A question about Hands

Hi Everybody,

I am currently working on a show where I need to make 25+ reasonably realistic looking severed hands of different sizes. At one point in the show they are thrown across the stage and many of the pre-made hands I am finding are either very expensive or made out of foam and bounce when they hit the floor. I'm looking into casting and molding but am on a very tight budget. Any suggestions on how to make these or where to find something that might work very cheaply?
 
Without going stupid expensive it will be difficult to go realistic. Ballistics gel or Silicon are probably the best bets for realism.
 
Yeah, go for silicone. The ballistics gel won't last terribly long and will get quite nasty. Much more realistic, but very impractical for stage. (Especially when you're lighting stage with 1000s of Watts)

TheKingOfRandom on YouTube has some excellent videos on getting and using silicone
 
I used this quick setting concrete patch material for a home repair project a few years ago, probably purchased at Lowes, but I'm not sure. You could take a tray, put that stuff in it about 4 inches deep, wait for it to harden a bit and shove your hand into it to create a mold without a back. Let it cure. Then get the cheapest tubes of silicone you can find. Squirt the silicone into the mold. You'll have a great accurate front of the hand with a square back. Take a knife and round the corners to make the back a little better and call it good. The audience is probably at least 30' away right? They'll never know the difference. Use several sizes of hands to make different molds and you can crank out multiples at once.

If you can get away with the look, two part foam would probably be cheaper than silicone. But even a higher density foam like this one would still not have the weight of silicone. Something like this. http://www.fibreglast.com/product/6Lb-Mix-and-Pour-Foam/Foam
 
Last edited:
OK, I know you're on a budget, & I've never attempted this but hear me out
get pink rubber kitchen gloves and cans of Great Stuff ( the expanding foam for insulating ).
carefully fill the gloves so they won't bulge too much.
if the gloves bulge, you may want to support them in a trough filled with sand.
paint the gloves to look real.
you can go to the $1 store for the gloves. they come in S, M, L, XL

MY $0.02
 
If you're already finding suitable foam rubber ones, try filling/soaking them in water to change the bounce factor.
 
So many months later I thought I'd come back and thank you all and tell you what we wound up doing. We bought a couple of latex casted hands fairly inexpensively and painted them. These were the most visible of the lot.
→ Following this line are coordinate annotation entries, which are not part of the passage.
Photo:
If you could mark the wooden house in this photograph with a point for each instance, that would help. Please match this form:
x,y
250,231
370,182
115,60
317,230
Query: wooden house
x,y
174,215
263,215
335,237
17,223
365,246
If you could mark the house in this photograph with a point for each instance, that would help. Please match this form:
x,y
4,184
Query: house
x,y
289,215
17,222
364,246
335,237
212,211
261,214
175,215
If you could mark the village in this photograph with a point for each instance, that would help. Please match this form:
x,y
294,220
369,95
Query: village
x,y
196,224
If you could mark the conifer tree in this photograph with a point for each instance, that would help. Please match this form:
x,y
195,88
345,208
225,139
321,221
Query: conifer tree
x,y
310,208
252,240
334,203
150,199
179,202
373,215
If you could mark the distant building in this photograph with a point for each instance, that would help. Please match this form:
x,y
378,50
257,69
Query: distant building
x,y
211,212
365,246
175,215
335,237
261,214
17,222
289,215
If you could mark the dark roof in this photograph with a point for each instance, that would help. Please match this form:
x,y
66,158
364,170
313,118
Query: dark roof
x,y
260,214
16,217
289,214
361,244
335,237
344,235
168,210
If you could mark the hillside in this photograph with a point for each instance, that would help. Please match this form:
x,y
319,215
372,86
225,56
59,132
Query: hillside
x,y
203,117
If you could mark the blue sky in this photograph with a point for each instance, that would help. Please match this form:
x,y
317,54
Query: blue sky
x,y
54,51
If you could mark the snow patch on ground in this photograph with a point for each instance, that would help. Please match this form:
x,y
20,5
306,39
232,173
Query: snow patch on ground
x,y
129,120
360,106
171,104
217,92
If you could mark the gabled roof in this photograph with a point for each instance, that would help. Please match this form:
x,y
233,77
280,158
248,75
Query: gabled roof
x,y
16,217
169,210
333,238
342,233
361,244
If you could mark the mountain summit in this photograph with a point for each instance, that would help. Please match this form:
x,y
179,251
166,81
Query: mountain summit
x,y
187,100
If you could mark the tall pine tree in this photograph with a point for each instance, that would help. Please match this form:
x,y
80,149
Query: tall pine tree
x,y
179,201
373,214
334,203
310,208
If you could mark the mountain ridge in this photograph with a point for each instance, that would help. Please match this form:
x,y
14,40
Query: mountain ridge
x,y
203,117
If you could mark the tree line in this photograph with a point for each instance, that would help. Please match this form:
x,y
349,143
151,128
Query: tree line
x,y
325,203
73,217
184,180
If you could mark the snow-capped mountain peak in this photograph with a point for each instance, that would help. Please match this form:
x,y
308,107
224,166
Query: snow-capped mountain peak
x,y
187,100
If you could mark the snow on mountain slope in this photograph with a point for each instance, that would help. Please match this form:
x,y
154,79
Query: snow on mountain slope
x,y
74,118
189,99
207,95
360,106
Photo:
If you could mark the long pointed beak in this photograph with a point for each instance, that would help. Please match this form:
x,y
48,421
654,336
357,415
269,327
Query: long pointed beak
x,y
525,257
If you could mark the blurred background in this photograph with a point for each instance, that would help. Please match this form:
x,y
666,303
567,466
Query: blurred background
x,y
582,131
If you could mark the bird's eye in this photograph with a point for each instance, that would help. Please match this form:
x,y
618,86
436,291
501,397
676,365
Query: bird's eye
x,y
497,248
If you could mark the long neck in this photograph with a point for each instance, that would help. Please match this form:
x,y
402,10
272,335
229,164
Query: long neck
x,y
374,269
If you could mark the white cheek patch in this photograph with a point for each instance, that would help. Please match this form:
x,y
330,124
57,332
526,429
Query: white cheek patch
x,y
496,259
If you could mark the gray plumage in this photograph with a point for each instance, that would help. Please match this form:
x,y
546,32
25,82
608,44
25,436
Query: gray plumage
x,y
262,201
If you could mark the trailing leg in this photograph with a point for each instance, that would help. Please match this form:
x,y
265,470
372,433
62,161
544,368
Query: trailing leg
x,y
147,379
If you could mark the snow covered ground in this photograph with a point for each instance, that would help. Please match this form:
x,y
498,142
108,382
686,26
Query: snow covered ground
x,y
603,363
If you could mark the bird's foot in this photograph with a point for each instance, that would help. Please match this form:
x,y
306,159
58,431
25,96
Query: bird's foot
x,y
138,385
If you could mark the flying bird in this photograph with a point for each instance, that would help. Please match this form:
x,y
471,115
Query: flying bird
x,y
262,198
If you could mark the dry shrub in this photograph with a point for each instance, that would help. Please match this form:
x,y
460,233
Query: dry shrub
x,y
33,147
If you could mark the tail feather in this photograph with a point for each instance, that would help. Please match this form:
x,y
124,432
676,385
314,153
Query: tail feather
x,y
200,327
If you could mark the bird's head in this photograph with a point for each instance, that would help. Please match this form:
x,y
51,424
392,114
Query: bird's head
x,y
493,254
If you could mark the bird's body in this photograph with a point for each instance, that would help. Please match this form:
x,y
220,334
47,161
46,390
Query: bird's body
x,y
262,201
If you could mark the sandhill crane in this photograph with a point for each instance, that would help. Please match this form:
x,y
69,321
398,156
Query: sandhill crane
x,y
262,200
For the majority of the hands we did a paraffin casting of several volunteers hands and then filled them with ballistic gel, red food coloring, and tried to give a little extra support with small dowel rods down the fingers. After they set we coated them in several coats of liquid latex and painted them. They were extremely realistic but they did deteriorate after a few performances and we had to make more. As they dry out they shrink and we found its best to store them in the fridge. Actors were throwing them with quite a bit of force across the stage and we only had a couple of the hands break apart and they usually did it in a relatively natural way (breaking at the joints to a finger) and the redness coloring on the inside meant that it did not break the illusion of reality. As an experiment I left one out after the show and in time it developed mold and shrunk, so might be best to throw them out at the end of the run.

We also tried filling the molds with silicon caulk. We could not get the silicon to completely settle and so we had several hands that were missing the tips of fingers. But the silicon did give a nice veiny look and worked perfectly after they were painted for some old grizzled hands that has begun to rot.